The UTM Field Test project is being done in coordination with the Federal Aviation Administration (FAA) and executed by the folks at NUAIR (Northeast UAS Airspace Integration Research Alliance, Inc.) which is a New York-based nonprofit studying drones. NUAIR is then made up of a number of private companies and public organizations. For the FAA UTM Field Test project, participants include:
- ANRA Technologies
- AX Enterprize
- Cal Analytics
- Oneida County Sheriff’s Office
- Oneida Indian Nation
“Each of these partners were selected based on their leadership in UTM technology and their willingness to continue to progress the state of the technology,” according to a statement from NUAIR. Each of those organizations will weigh in on infrastructure or participate in field tests to demonstrate what does or doesn’t work.
The project is happening New York’s Oneida County, which is part of a 50-mile drone corridor running between Rome and Syracuse New York. That corridor has bee the site of more than 4,000 different drone operations. It’s also a key feature of NYUASTS, one of the seven FAA-designated UAS Test Sites in the U.S. NYUASTS stands out as the only test site located at a towered airport, which is Griffiss International.

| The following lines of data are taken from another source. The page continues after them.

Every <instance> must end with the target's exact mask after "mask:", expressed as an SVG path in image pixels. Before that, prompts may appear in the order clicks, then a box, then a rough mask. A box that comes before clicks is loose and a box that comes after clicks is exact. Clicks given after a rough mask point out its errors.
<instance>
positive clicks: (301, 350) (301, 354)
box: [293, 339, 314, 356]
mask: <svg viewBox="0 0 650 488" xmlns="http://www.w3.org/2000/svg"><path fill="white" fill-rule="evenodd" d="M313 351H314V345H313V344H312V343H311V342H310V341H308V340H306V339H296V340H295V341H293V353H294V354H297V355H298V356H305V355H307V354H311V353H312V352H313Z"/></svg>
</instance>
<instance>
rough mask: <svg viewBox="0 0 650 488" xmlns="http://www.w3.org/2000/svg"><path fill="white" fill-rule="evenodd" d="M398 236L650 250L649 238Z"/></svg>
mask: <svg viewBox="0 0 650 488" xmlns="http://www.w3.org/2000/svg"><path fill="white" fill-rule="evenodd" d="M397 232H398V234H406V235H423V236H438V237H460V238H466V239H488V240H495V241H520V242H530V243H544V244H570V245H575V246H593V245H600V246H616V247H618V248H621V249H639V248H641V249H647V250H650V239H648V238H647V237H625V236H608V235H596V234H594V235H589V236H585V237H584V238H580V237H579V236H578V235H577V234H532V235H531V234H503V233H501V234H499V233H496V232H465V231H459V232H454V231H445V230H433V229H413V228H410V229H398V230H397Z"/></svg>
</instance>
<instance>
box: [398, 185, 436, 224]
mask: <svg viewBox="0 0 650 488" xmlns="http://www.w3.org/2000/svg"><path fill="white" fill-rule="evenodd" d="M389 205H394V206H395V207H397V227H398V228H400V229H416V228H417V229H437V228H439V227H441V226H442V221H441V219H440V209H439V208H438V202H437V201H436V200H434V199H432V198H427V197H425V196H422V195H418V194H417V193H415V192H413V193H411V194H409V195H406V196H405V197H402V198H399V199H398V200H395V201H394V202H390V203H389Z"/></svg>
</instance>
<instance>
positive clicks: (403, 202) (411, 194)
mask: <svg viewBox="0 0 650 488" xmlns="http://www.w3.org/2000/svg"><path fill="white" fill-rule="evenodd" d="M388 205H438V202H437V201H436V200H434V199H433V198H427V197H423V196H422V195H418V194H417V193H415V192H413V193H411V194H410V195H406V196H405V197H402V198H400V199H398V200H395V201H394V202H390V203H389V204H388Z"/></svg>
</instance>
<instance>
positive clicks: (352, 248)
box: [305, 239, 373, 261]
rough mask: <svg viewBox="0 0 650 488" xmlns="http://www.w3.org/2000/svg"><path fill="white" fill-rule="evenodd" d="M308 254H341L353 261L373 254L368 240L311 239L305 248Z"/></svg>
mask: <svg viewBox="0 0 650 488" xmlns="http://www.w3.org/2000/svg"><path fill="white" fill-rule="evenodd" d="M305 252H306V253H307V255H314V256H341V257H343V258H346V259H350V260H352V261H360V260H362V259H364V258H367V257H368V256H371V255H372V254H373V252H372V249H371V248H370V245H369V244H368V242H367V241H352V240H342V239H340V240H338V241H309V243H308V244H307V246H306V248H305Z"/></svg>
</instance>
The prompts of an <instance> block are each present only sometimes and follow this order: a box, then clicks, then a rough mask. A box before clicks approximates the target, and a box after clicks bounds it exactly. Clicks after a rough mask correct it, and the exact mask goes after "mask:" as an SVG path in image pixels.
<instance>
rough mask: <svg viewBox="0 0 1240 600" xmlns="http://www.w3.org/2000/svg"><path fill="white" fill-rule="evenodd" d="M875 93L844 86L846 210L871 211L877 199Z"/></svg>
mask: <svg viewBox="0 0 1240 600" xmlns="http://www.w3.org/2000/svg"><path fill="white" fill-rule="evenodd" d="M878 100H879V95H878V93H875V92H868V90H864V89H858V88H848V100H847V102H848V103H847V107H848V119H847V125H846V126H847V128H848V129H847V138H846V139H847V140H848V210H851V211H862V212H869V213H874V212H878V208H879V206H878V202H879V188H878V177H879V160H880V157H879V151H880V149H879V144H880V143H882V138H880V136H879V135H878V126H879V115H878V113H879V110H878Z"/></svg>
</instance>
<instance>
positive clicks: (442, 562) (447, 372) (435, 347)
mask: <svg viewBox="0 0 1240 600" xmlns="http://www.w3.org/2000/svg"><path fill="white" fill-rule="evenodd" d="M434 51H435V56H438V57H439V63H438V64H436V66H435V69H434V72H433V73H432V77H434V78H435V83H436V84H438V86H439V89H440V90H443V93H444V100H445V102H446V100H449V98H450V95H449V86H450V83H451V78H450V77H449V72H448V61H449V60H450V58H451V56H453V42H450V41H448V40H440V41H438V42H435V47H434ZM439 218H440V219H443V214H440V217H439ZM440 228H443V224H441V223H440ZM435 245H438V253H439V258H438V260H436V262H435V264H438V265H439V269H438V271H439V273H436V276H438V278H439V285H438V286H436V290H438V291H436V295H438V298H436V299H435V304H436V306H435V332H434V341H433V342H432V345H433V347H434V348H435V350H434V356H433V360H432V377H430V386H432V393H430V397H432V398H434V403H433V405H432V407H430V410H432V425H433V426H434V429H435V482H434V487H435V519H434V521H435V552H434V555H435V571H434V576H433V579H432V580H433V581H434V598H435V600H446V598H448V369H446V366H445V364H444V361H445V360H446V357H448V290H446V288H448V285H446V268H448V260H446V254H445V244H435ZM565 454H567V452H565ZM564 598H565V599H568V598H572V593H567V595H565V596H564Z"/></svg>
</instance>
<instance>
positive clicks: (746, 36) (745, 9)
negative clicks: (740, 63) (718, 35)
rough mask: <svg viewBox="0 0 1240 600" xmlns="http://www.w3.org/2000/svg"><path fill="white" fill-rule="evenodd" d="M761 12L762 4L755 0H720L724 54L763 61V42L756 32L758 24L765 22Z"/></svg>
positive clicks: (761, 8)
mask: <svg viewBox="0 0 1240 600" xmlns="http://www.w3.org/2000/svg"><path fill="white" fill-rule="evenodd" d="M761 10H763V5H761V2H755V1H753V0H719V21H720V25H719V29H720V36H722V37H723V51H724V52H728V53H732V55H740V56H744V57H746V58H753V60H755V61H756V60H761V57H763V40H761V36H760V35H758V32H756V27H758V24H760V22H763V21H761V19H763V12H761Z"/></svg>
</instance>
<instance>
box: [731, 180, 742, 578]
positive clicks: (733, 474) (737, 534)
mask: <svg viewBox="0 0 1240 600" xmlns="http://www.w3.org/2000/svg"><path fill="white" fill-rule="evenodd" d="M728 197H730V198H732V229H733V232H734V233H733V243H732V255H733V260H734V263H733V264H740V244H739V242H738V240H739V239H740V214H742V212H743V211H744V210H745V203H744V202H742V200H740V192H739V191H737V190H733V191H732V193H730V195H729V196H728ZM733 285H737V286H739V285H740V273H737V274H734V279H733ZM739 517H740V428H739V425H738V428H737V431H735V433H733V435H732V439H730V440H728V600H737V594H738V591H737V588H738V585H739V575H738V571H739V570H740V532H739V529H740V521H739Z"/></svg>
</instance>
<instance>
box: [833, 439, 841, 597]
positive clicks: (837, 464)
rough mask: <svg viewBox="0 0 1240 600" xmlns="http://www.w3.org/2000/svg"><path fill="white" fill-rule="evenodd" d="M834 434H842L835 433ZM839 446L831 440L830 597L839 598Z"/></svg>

“The need for drone operators to safely utilize low altitude airspace (below 400 feet above ground level) continues to grow with more business cases where drones operate both in visual line-of-sight and beyond visual line-of-sight,” according to a NUAIR statement. “The FAA recognizes the benefits of supporting these more complex drone operations at low altitudes safely, equitably, and efficiently and continues to collaborate with industry through projects like the UFT to improve UTM and other enabling technologies.”
The FAA UTM Field Test project started in July 2022, and stakeholders say they expect it to be complete by spring of 2023. Ultimately, the goal of the test is to help design standards needed to support beyond visual line-of-sight (BVLOS) operations, which most experts agree is a critical element in unlocking widespread commercial drone operations.
As for the state of BVLOS in 2022, major headwinds were made when the FAA Unmanned Aircraft Systems Beyond Visual Line of Sight Aviation Rulemaking Committee (also known as ARC) released its final report in March 2022, outlining ways BVLOS drone flights might be implemented in the U.S.